Park Runner Thumb_edited_edited.jpg

Park Runner

This video was made for a 3D visual effects module at uni by myself, and 2 friends.
It takes heavy inspiration from both Blade Runner films, and was a very ambitious project, being the first time any of us had attempt making anything like this.
I was responsible for all the 3D elements, storyboarding the video, and general editing.
Overall the project was fantastic to work on, and I'm glad we pushed ourselves to go for something big. There were a lot of limitations and lessons learnt from behind the camera (real and virtual), and overall I'm really happy with what we produced.


Making of

To help show some of the work that went into the project, here's some behind the scenes photos documenting the production



It was incredibly important to know what we were shooting beforehand, with both the 3D scenes and the live action scenes. While the music was decided on quite quickly, we never adhered that strictly to it. On an even earlier storyboard, we took the essential scenes, cut the rest, and calculated an average scene length of 7 seconds. We knew we wanted the music to climax at the same time as the video, while keeping the more atmospheric parts near the opening, which led to a necessary cut masked during the action scene. In terms of the narrative, we knew we needed to keep it simple with the time constraint imposed by the module (90 secs), and wanted to convey the story visually.
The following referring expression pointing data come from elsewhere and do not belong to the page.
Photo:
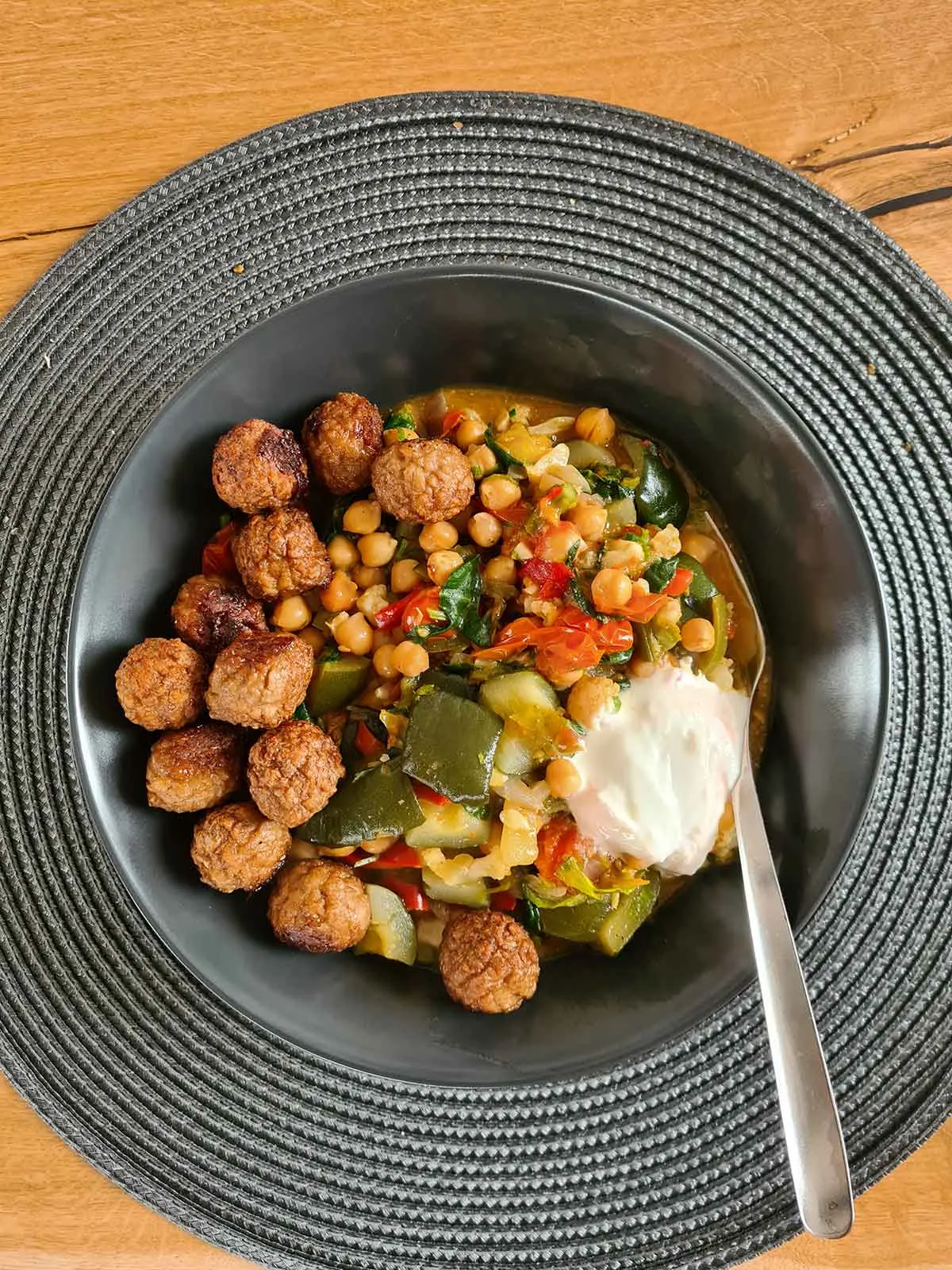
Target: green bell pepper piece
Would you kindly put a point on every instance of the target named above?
(450, 745)
(378, 802)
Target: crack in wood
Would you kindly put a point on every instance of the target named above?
(903, 201)
(899, 148)
(25, 235)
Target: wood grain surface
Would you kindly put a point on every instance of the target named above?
(101, 98)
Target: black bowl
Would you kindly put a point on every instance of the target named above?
(399, 334)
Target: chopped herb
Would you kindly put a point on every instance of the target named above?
(531, 918)
(611, 483)
(581, 600)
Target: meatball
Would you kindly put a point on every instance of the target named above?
(319, 906)
(238, 849)
(160, 683)
(488, 962)
(423, 480)
(209, 613)
(279, 554)
(292, 772)
(258, 681)
(194, 768)
(257, 467)
(343, 437)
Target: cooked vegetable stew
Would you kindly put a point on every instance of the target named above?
(457, 667)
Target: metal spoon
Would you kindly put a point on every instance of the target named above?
(818, 1157)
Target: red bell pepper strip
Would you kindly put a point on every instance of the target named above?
(551, 577)
(399, 856)
(217, 559)
(410, 893)
(679, 583)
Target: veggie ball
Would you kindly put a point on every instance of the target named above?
(343, 437)
(209, 613)
(279, 554)
(160, 683)
(488, 962)
(194, 768)
(319, 906)
(257, 467)
(292, 772)
(258, 681)
(238, 849)
(423, 480)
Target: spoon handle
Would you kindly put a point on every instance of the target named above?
(818, 1157)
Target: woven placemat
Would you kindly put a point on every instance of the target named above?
(272, 1153)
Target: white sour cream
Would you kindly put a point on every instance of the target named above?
(655, 775)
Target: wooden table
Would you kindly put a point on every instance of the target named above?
(98, 99)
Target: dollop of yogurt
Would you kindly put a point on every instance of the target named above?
(657, 774)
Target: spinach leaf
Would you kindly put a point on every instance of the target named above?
(660, 573)
(460, 602)
(611, 483)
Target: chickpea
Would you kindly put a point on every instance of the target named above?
(405, 575)
(470, 433)
(697, 635)
(372, 600)
(355, 635)
(378, 549)
(342, 552)
(313, 638)
(562, 778)
(410, 660)
(611, 588)
(589, 520)
(670, 613)
(558, 543)
(368, 575)
(441, 564)
(501, 571)
(498, 493)
(384, 662)
(697, 545)
(482, 460)
(592, 696)
(340, 595)
(362, 518)
(596, 425)
(486, 530)
(440, 537)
We started shooting in October, initially doing 2 days back to back, the first going up Leckhampton Hill (where it got freezing cold), and the second in the warmth of the uni's green screen room. We knew we needed another day or two for filming the action scene, and the 'pob room' scene. However, this being our first time integrating live action with CGI meant there were a lot of things we either didn't account for, or had to reshoot a few times to get right. One of those things was the front facing car shot; trying the match the camera height and position with the 3D scene was difficult, but required only a few attempts. Same with the action scene, as the wall the protagonist takes cover behind is photoshopped in, we needed to match the perspective when shooting with the green screen.



The first shot created was the 'Park reveal' scene, which became the testing ground for lighting, scale, and camera settings. The sky was initially going to be orangey, but we wanted a visual dichotomy between interior and exterior, so saved the orange for inside. The dark blue sky also helped it blend with the initial shot using the footage from the top of Leckhampton Hill. After creating several buildings and neon signs from Ruth and Minha's designs, I extended the city strip for the other scenes. While the 'spinner' car model itself isn't particularly impressive, I'm happy with how it turned out and the design led to these gorgeous reflections. All of this took an incredible amount of time to render though. Unfortunately, only one shot (the garage door opening) was rendered overnight due to a miscommunication, and university computers restarting earlier than they were supposed to. The computers would shut off at 6 P.M., so I'd get into uni around 9 A.M. and spend about an hour and a half setting up dozens of computers to render. If I were to improve one thing with the renders, it would be the fog. I tried several methods, none of which functioning better than what was used in the final product. I like the darker spots in it generated by a perlin noise material, but it just came out too thick (I was unable to alter its transparency properly) and noisy.